As we covered in our live blog of the low Earth orbit mission, SpaceX’s primary mission to deliver the satellite was successful, and the satellite’s solar panels deployed perfectly — the rest is up to NASA there. But the landing of the Falcon 9, the part that saves millions of dollars and makes delivery of material into space 100 times cheaper than previous methods, didn’t quite work perfectly.

https://twitter.com/elonmusk/status/688837706005131264

SpaceX’s Falcon 9 — an older v1.1 version (yep, that’s right, rockets have versions these days) — delivered the satellite successfully, but one of its landing strut legs did not lock after deployment — with the end result that after landing on the barge, the rocket tipped and fell over. So close. This is the third sea landing that the Falcon 9 has unsuccessfully attempted; the first landing was hard, and the second was harder still and the rocket itself was destroyed.

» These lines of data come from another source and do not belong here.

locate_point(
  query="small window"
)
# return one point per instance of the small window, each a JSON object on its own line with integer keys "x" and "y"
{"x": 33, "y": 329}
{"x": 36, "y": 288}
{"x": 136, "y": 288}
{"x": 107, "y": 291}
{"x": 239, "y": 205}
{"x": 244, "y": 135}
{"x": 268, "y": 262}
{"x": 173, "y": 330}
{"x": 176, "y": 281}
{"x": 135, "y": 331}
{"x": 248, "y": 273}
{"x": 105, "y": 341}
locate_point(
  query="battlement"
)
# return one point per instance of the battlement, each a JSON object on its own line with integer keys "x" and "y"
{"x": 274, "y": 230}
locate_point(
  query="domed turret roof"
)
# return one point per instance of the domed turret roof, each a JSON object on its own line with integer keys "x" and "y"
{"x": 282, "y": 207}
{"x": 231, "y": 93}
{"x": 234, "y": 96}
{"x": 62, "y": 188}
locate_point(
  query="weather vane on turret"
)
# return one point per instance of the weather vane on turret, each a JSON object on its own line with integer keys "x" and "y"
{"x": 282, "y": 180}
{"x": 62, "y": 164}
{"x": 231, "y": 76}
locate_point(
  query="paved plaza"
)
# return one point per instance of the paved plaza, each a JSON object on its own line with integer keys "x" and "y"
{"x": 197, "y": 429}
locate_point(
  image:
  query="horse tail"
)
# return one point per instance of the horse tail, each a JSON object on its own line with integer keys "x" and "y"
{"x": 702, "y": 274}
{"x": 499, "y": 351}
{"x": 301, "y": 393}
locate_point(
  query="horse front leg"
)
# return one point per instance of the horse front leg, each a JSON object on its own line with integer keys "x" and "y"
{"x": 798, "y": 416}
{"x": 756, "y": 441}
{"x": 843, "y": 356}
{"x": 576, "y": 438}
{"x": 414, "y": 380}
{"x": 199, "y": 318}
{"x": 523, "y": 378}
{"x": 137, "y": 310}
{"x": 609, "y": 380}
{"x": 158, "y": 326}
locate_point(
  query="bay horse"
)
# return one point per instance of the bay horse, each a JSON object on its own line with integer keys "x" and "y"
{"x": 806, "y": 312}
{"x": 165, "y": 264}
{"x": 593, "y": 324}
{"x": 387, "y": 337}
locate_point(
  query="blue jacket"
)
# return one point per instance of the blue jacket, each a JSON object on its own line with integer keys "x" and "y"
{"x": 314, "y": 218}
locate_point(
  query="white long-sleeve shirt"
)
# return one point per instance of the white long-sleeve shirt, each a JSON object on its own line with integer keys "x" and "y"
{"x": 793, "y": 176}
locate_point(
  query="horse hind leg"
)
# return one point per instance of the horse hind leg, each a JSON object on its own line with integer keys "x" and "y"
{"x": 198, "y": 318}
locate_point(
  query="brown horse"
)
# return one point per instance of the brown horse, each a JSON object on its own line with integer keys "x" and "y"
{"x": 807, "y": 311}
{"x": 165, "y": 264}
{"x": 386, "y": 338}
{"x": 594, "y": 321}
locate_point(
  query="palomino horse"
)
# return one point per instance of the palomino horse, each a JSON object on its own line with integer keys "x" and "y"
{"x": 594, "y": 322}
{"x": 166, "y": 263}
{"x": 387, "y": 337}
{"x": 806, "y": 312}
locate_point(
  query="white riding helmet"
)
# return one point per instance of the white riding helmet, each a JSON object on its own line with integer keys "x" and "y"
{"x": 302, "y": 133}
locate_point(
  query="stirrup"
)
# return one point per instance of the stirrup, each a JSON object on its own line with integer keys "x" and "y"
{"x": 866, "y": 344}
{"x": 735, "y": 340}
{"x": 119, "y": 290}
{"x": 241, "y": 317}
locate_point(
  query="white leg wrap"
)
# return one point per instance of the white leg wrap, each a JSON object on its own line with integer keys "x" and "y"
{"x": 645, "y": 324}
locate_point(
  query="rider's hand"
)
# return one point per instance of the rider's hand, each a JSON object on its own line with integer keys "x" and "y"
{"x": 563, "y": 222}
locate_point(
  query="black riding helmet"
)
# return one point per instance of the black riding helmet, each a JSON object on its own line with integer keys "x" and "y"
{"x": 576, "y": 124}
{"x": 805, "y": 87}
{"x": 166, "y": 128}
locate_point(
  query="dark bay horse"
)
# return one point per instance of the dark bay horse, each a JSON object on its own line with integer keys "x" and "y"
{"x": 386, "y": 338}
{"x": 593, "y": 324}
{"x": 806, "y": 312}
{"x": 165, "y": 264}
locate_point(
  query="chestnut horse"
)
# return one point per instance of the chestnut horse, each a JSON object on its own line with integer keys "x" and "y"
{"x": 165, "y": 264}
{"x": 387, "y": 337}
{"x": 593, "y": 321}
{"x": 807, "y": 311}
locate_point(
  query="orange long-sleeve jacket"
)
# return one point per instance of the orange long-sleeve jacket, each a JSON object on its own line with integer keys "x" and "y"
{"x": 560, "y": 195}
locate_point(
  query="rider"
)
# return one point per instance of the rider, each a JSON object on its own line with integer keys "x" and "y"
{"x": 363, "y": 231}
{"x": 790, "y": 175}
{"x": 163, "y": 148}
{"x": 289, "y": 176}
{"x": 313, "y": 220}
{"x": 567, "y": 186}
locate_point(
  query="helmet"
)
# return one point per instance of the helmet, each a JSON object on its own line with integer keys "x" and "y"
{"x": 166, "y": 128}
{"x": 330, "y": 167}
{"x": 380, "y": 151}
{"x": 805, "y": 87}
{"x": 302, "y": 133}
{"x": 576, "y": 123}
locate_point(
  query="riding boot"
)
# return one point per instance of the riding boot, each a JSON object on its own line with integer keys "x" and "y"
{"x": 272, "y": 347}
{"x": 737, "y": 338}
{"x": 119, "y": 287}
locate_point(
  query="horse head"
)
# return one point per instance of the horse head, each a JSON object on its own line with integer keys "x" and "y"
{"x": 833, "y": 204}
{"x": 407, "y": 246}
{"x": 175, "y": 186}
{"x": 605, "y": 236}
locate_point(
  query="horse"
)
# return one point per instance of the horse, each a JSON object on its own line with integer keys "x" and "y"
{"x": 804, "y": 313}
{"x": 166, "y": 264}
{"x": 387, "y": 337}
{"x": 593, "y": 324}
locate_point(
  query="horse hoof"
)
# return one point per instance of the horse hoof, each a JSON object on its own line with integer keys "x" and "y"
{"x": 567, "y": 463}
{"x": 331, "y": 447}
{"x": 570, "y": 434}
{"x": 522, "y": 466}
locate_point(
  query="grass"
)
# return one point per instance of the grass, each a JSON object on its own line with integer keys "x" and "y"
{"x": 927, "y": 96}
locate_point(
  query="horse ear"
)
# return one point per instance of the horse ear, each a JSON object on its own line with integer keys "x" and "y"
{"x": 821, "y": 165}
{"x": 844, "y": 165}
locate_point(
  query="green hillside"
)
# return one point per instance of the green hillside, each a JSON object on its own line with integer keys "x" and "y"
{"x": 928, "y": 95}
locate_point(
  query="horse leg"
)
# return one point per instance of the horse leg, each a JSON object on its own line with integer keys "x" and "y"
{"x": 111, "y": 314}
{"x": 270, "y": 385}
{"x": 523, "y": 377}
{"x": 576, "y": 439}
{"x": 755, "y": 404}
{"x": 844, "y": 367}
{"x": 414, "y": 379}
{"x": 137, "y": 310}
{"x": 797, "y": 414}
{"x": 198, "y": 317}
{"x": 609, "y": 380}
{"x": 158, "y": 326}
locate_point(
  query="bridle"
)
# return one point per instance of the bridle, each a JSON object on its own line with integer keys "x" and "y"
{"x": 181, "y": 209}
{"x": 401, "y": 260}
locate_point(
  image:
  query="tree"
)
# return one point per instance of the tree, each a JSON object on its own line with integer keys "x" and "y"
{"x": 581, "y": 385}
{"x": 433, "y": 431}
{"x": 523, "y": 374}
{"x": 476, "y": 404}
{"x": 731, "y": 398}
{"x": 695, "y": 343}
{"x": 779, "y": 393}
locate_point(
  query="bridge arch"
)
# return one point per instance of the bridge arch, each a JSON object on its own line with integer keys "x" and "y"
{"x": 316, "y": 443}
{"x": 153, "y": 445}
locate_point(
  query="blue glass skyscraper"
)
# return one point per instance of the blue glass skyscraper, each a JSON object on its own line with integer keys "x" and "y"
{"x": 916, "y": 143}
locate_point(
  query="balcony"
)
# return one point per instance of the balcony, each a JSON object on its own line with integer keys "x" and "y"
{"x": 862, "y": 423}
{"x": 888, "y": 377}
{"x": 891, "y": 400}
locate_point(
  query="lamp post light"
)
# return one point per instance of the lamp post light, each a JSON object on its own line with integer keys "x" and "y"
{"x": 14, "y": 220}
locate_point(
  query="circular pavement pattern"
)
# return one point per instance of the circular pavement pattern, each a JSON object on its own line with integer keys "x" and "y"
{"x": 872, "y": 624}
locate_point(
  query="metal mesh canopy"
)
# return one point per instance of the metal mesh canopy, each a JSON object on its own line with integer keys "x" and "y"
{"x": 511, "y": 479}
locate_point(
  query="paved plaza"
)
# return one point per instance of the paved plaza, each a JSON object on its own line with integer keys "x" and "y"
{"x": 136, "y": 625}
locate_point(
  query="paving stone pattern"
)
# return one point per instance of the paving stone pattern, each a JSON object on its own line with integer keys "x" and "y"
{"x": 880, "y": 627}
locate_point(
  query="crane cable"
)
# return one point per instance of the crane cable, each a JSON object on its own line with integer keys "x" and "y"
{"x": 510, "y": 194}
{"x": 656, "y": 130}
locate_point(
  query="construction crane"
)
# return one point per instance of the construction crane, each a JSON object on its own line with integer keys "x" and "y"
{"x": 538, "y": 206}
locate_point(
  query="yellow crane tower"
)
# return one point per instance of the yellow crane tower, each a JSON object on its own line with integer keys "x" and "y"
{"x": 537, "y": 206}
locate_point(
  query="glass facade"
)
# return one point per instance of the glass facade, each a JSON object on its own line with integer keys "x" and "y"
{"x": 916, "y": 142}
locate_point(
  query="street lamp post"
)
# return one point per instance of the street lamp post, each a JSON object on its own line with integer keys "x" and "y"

The picture above doesn’t look like the prettiest thing, but the Falcon 9 is at least in one piece — and that’s a big step forward. It sounds like a relatively small hardware problem caused the accident, so I’d be quite confident of SpaceX’s next sea landing being successful if no other unexpected incident occurs.

https://twitter.com/elonmusk/status/688844190826942465

The rationale behind sea launches and landings is that they allow both a faster launch and a faster landing, allowing for high velocity missions — large payloads, or higher orbits. Musk specifically pushed the point on Twitter, saying that it’s not for flexibility or fuel saving; because the drone ships can move, there’s no need to zero out the lateral motion of a landing rocket during landing — like a plane landing on an aircraft carrier. This was actually the final launch of the v1.1 platform; all future SpaceX launches will use the Falcon 9 v1.1 Full Thrust.

Fun fact: the autonomous spaceport drone ship that SpaceX used for this attempt was named Just Read The Instructions, after one of the starships in the late science fiction author Iain M Banks’ Culture novels; the second is named Of Course I Still Love You. (There’s actually a third, but it’s also called Just Read The Instructions.) Yes, Musk is a sci-fi nerd — as, you would expect, are a lot of the staff at SpaceX.